OracleAS Guard patch upgrade from OracleAS 10g (10.1.2.0.0) to OracleAS 10g (10.1.2.0.2) (see Section 10.5, "Patching OracleAS Guard Release 10.1.2.0.0 with Release 10.1.2.0.2" for more information).
If this is an upgrade installation of OracleAS Guard, make a copy of your dsa.conf
configuration file to save your current settings for your OracleAS Guard environment. After running the OracleAS 10g (10.1.2.0.2) standalone install kit of OracleAS Guard, you can restore your saved dsa.conf
configuration file with your settings to continue using the same settings for the upgraded OracleAS Guard environment.

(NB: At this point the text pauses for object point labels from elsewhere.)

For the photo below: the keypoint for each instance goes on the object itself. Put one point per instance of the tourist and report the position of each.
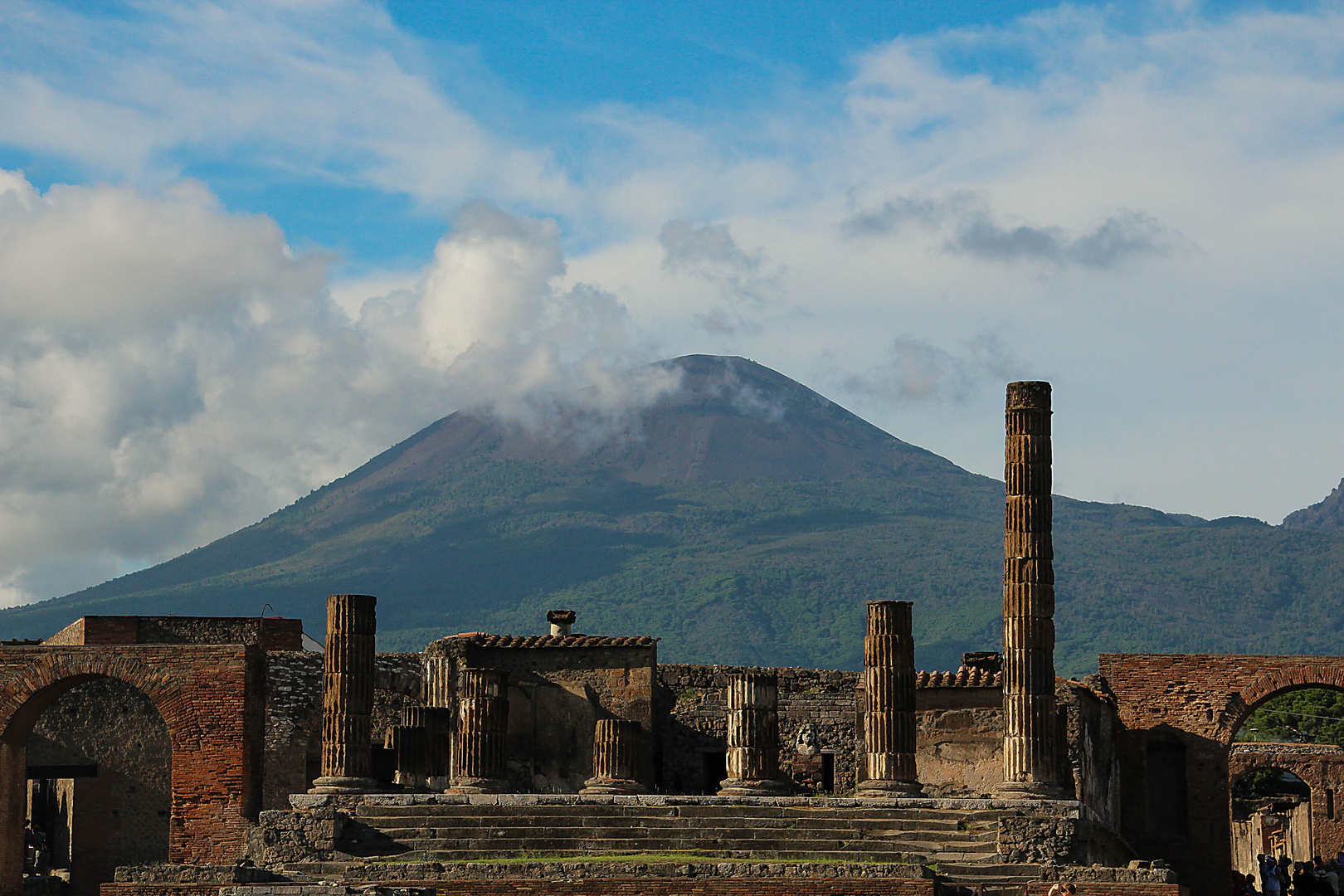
(1273, 884)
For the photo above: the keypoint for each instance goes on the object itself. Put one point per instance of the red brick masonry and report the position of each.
(212, 699)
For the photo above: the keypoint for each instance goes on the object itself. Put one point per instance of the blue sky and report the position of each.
(244, 246)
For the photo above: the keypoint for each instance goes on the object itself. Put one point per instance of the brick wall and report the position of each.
(1181, 713)
(212, 702)
(1320, 766)
(119, 816)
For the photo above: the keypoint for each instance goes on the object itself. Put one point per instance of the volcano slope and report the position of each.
(746, 520)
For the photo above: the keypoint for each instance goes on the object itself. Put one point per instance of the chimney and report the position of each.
(561, 621)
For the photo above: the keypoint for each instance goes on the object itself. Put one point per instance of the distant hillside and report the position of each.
(746, 520)
(1326, 514)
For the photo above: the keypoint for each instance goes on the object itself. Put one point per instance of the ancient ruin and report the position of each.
(202, 757)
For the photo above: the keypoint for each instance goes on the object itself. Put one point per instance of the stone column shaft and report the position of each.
(889, 694)
(480, 744)
(1031, 758)
(348, 694)
(616, 758)
(753, 758)
(409, 744)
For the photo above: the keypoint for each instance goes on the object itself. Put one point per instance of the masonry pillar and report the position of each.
(889, 694)
(348, 696)
(753, 758)
(1030, 724)
(616, 758)
(481, 738)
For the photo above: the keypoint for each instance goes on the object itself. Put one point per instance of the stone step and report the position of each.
(932, 817)
(988, 872)
(626, 840)
(608, 828)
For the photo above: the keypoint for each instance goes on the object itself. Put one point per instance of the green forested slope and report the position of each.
(743, 571)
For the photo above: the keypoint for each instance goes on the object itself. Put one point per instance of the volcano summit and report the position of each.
(743, 518)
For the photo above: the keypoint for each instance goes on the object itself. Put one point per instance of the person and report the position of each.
(30, 848)
(1273, 883)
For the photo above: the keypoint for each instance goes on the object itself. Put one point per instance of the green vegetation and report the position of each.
(1312, 715)
(466, 528)
(1268, 783)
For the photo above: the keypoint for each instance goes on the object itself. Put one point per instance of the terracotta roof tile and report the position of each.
(483, 640)
(962, 677)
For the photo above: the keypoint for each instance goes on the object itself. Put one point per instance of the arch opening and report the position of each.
(1285, 765)
(97, 781)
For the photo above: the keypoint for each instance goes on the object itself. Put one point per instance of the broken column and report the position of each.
(348, 696)
(409, 746)
(616, 758)
(1029, 676)
(481, 738)
(753, 758)
(889, 688)
(438, 700)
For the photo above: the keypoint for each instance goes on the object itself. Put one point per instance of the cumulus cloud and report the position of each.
(973, 230)
(711, 254)
(171, 371)
(916, 371)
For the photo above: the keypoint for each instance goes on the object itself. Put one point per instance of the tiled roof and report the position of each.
(962, 677)
(483, 640)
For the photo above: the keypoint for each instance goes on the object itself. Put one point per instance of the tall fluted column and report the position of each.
(409, 747)
(753, 758)
(616, 758)
(438, 727)
(1030, 726)
(481, 738)
(348, 696)
(438, 703)
(889, 694)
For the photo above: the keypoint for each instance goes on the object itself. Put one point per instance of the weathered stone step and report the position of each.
(988, 872)
(606, 828)
(375, 811)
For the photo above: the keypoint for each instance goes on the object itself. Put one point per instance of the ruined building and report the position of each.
(191, 757)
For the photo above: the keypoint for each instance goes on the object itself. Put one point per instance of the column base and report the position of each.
(479, 786)
(613, 786)
(890, 789)
(739, 787)
(1032, 790)
(335, 785)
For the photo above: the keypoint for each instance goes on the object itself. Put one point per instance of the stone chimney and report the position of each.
(561, 621)
(1030, 726)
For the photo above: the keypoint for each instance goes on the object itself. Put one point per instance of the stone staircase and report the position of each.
(958, 843)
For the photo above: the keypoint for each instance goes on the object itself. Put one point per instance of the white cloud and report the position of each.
(169, 371)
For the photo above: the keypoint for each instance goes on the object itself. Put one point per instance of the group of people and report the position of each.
(1283, 878)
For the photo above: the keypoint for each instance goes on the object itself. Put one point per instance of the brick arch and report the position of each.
(212, 700)
(26, 694)
(1277, 680)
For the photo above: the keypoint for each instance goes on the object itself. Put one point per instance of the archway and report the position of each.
(100, 772)
(210, 699)
(1195, 704)
(1272, 816)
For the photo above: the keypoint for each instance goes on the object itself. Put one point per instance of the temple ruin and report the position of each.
(202, 757)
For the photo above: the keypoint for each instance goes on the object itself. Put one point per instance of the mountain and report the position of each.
(1326, 514)
(745, 520)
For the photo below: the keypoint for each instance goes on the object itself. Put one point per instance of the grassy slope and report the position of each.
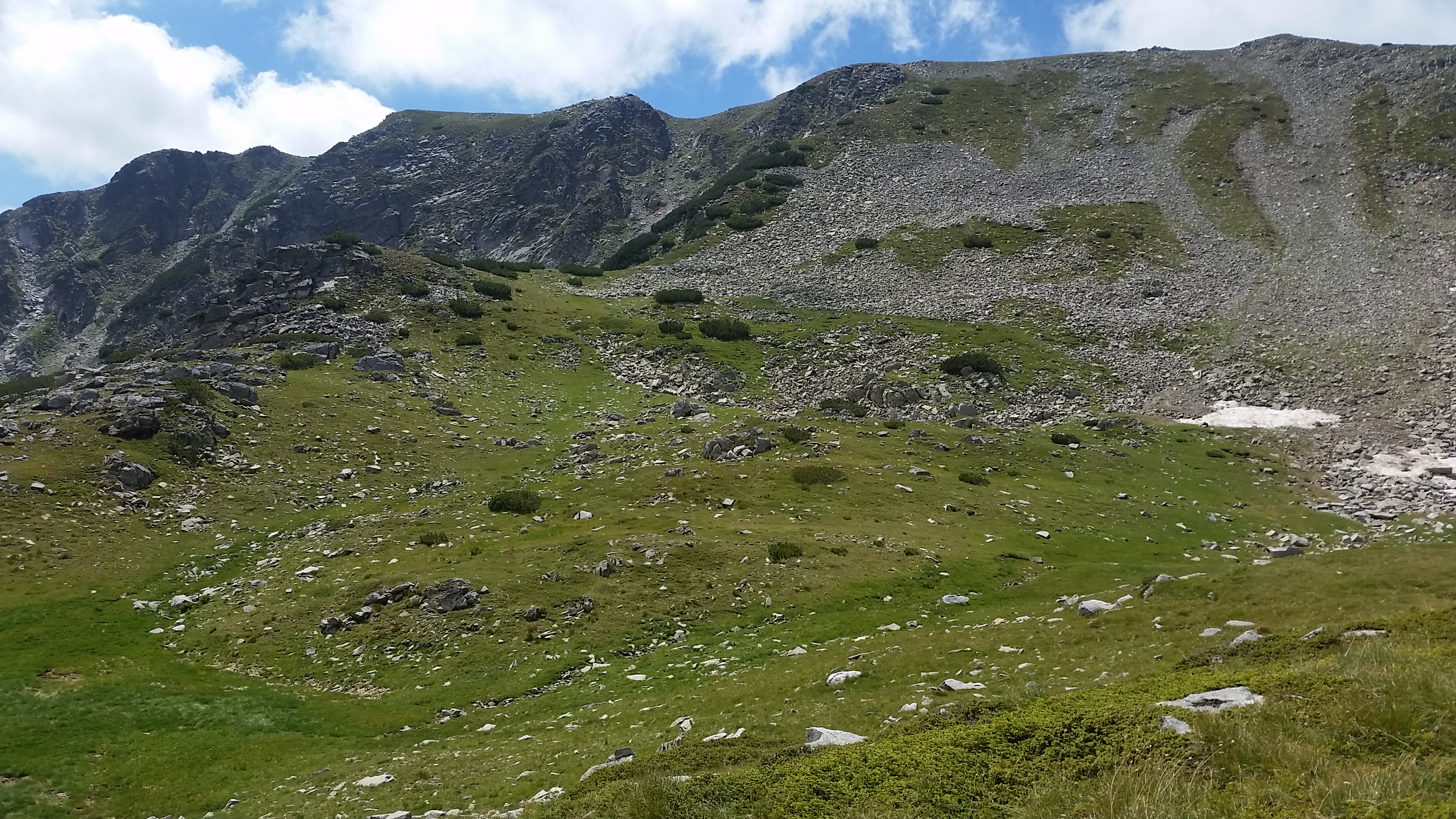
(108, 720)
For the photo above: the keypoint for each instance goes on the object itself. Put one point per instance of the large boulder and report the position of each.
(449, 596)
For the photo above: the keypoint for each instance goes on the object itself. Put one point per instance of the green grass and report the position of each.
(123, 722)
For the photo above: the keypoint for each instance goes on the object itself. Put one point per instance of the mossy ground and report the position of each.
(105, 719)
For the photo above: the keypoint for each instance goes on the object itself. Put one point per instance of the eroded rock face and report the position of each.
(449, 596)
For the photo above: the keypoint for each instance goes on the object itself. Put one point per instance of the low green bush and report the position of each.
(724, 328)
(742, 222)
(194, 391)
(976, 360)
(679, 296)
(497, 290)
(781, 551)
(519, 502)
(296, 360)
(467, 308)
(811, 474)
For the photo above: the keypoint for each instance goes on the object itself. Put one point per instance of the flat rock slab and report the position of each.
(1218, 700)
(822, 738)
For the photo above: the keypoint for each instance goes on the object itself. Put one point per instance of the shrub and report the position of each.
(467, 308)
(724, 330)
(194, 391)
(445, 260)
(679, 296)
(519, 502)
(797, 435)
(742, 222)
(635, 251)
(784, 180)
(296, 360)
(494, 289)
(844, 405)
(817, 474)
(781, 551)
(979, 362)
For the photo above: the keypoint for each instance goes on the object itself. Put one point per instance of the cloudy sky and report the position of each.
(87, 85)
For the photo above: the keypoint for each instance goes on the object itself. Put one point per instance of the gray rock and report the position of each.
(449, 596)
(238, 393)
(1218, 700)
(822, 738)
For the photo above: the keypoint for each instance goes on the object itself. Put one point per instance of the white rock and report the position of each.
(1091, 608)
(820, 738)
(375, 782)
(1251, 636)
(1218, 700)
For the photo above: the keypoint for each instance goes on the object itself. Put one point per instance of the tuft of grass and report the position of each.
(519, 502)
(811, 474)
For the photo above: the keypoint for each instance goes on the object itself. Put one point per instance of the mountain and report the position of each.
(1053, 438)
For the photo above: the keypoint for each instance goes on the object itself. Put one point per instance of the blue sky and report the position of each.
(87, 85)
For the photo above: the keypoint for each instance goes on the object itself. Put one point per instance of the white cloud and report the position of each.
(998, 36)
(560, 51)
(83, 91)
(1113, 25)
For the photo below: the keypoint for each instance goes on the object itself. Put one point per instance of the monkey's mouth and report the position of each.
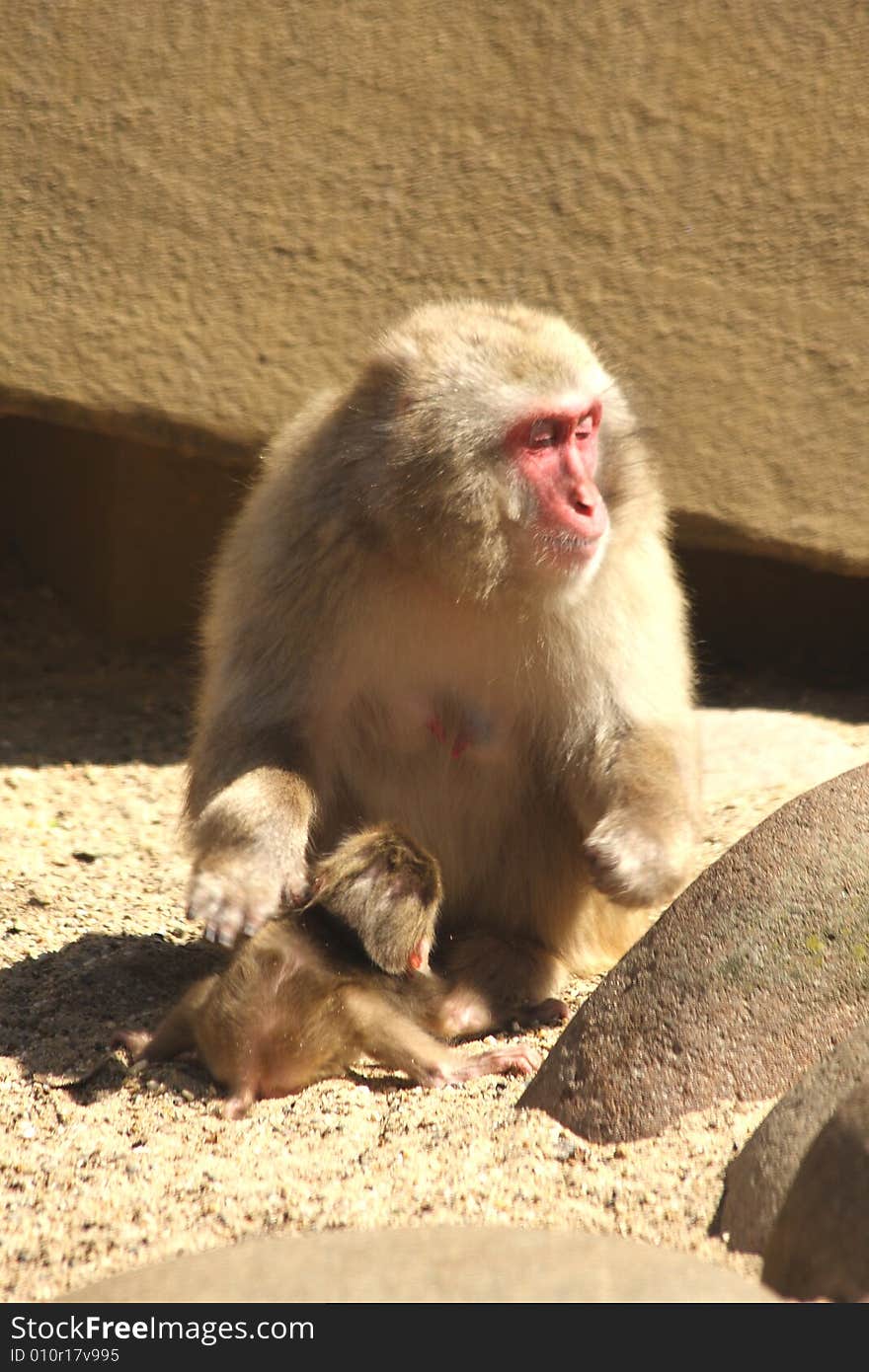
(567, 551)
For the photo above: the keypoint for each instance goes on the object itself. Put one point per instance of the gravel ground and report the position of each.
(103, 1171)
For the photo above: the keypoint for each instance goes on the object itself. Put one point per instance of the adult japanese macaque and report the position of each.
(449, 604)
(317, 989)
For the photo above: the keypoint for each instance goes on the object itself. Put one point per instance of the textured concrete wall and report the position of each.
(210, 207)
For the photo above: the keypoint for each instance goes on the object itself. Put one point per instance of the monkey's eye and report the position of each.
(544, 433)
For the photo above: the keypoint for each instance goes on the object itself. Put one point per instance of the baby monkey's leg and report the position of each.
(175, 1031)
(396, 1040)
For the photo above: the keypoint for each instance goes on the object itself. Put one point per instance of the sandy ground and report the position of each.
(127, 1169)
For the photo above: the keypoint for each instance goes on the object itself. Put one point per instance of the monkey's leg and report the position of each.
(641, 807)
(249, 845)
(175, 1033)
(495, 982)
(396, 1040)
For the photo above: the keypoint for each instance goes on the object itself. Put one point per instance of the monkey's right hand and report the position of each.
(236, 894)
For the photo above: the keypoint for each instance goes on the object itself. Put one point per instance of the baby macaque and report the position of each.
(320, 988)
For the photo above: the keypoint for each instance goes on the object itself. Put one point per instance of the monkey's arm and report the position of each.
(640, 815)
(247, 825)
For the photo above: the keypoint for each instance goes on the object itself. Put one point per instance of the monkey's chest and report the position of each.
(442, 732)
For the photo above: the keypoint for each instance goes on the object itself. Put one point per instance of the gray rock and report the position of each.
(820, 1244)
(758, 1181)
(430, 1265)
(746, 981)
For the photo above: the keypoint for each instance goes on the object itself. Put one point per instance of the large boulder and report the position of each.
(758, 1181)
(745, 982)
(820, 1242)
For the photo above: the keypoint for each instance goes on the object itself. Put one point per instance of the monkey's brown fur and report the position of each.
(301, 1001)
(408, 623)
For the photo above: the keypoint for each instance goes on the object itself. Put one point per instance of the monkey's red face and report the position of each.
(555, 453)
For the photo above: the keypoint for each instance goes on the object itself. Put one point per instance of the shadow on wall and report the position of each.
(123, 533)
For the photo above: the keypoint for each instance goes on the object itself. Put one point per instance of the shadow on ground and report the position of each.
(58, 1013)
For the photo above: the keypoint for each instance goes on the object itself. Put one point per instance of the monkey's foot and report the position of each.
(517, 1062)
(235, 903)
(548, 1013)
(633, 866)
(134, 1040)
(450, 1072)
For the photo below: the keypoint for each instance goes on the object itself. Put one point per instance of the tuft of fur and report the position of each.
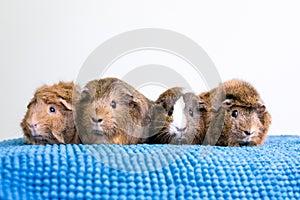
(99, 122)
(51, 128)
(224, 129)
(163, 117)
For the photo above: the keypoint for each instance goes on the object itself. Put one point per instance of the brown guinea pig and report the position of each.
(111, 111)
(49, 117)
(182, 119)
(238, 115)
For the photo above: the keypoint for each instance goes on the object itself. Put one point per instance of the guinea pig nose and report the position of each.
(33, 125)
(180, 129)
(247, 132)
(97, 120)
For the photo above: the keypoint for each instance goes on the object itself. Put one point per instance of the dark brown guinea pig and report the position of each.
(49, 117)
(111, 111)
(238, 115)
(182, 120)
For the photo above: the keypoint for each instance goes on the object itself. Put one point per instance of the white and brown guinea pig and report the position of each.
(111, 111)
(244, 118)
(49, 117)
(182, 121)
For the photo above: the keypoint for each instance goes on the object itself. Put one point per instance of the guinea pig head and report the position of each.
(183, 122)
(187, 122)
(110, 112)
(243, 124)
(48, 121)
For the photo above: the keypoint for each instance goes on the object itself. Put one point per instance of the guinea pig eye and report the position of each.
(191, 113)
(52, 110)
(113, 104)
(171, 111)
(234, 113)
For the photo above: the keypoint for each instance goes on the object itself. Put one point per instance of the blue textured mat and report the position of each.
(271, 171)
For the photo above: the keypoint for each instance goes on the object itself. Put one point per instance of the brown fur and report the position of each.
(51, 128)
(194, 132)
(226, 130)
(125, 124)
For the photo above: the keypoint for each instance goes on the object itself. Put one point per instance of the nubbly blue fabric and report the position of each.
(271, 171)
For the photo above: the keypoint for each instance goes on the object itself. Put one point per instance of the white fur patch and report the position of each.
(179, 119)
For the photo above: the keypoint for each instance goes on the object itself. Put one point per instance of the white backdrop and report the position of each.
(42, 42)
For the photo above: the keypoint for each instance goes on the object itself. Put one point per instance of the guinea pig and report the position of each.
(49, 117)
(238, 117)
(110, 111)
(182, 119)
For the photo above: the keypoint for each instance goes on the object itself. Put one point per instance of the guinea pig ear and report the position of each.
(227, 103)
(66, 104)
(85, 94)
(261, 108)
(202, 105)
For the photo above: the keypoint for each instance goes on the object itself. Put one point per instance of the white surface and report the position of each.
(47, 41)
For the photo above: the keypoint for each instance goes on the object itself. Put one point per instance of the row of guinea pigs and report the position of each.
(110, 111)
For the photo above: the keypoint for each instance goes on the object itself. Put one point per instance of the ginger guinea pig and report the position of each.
(111, 111)
(49, 117)
(182, 121)
(238, 115)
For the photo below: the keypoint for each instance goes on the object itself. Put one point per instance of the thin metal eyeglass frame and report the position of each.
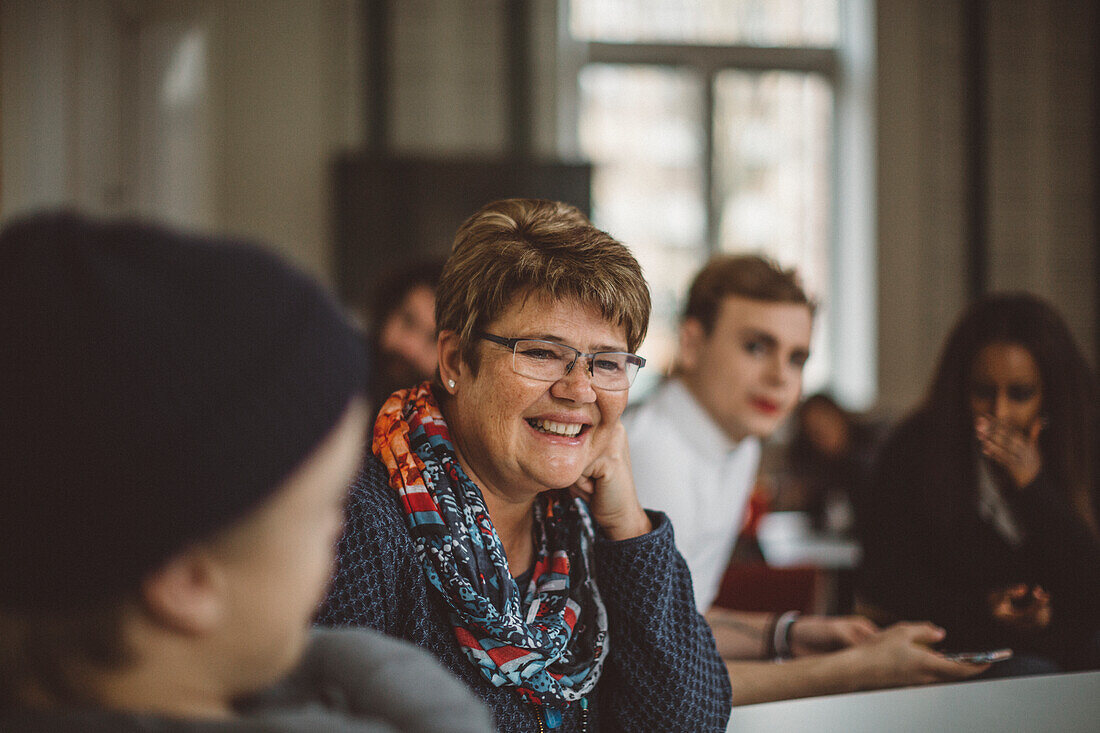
(510, 343)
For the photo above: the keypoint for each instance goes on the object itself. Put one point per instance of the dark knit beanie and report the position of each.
(156, 386)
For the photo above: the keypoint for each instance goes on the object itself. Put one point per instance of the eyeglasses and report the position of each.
(549, 361)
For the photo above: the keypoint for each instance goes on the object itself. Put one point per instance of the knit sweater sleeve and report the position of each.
(663, 670)
(377, 581)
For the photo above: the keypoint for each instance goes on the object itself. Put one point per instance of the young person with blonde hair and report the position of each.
(744, 341)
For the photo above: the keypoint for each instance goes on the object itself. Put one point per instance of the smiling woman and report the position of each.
(497, 524)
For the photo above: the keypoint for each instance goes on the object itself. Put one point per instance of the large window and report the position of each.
(715, 126)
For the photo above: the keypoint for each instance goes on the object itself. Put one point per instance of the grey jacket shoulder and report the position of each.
(349, 681)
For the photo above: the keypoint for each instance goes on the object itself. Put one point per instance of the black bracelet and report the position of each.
(769, 636)
(782, 635)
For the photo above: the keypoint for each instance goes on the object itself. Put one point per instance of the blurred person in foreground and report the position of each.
(983, 511)
(744, 340)
(182, 419)
(496, 523)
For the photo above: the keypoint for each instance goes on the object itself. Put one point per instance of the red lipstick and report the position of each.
(763, 405)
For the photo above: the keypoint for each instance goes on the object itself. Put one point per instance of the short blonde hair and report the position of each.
(746, 275)
(537, 248)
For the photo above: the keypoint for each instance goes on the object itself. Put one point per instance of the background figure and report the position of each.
(403, 329)
(182, 418)
(695, 445)
(982, 514)
(828, 462)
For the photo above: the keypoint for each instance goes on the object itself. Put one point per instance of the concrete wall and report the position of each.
(80, 86)
(1041, 172)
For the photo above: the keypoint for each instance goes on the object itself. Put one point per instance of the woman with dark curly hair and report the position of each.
(983, 512)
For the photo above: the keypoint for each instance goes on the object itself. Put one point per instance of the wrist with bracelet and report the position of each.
(780, 643)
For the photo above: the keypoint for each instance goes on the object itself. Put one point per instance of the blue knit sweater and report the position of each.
(662, 671)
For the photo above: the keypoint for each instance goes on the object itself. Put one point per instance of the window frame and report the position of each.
(849, 68)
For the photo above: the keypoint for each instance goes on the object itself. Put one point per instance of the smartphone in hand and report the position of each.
(979, 657)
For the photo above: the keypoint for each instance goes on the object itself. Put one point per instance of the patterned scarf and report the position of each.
(548, 641)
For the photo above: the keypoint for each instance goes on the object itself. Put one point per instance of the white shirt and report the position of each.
(688, 468)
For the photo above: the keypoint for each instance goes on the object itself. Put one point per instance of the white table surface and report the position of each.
(1066, 703)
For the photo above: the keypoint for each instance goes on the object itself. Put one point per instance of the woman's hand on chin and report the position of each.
(607, 485)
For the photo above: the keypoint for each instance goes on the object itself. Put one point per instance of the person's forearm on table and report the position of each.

To run the OracleAS 10g (10.1.2.0.2) standalone install kit of OracleAS Guard, run the kit in the following directory path:
On UNIX systems:
/Disk2/asg/install/runInstaller
Choose the type of install that you want. Choose Typical for most installations. Choose Custom or Reinstall for upgrading from an older release of OracleAS Guard to the current release.
Enter the ias_admin
account password to continue the installation.
If you already have an OracleAS Disaster Recovery environment set up using OracleAS Guard Release 10.1.2.0.0, you can patch OracleAS Guard in your environment to take advantage of new features and support for the topologies described in Section 10.1, "OracleAS Disaster Recovery: Introduction". To patch your OracleAS Disaster Recovery environment, follow these basic steps:
Install the OracleAS 10g (10.1.2.0.2) standalone install of OracleAS Guard into each Oracle home on the production and standby sites.
If multiple Oracle homes exist on the same system, ensure that different ports are configured for each of the OracleAS Guard servers in this configuration file.
Because this is an upgrade installation of OracleAS Guard, make a copy of your dsa.conf
configuration file to save your current settings for your OracleAS Guard environment. After running the OracleAS 10g (10.1.2.0.2) standalone install kit of OracleAS Guard, you can restore your saved dsa.conf
configuration file with your settings to continue using the same settings for the upgraded OracleAS Guard environment.
On UNIX systems:
<ORACLE_HOME>/dsa/dsa.conf
Start the OracleAS Guard server in all OracleAS 10.1.2.0.0 Oracle homes on both production and standby sites using the following opmnctl command:
On UNIX systems:
<ORACLE_HOME>/opmn/bin/opmnctl startall <ORACLE_HOME>/opmn/bin/opmnctl startproc ias-component=DSA
For information on how to manage your OracleAS Disaster Recovery environment, such as setting up Oracle Data Guard and configuring the OracleAS Metadata Repository database, see the Oracle Application Server High Availability Guide.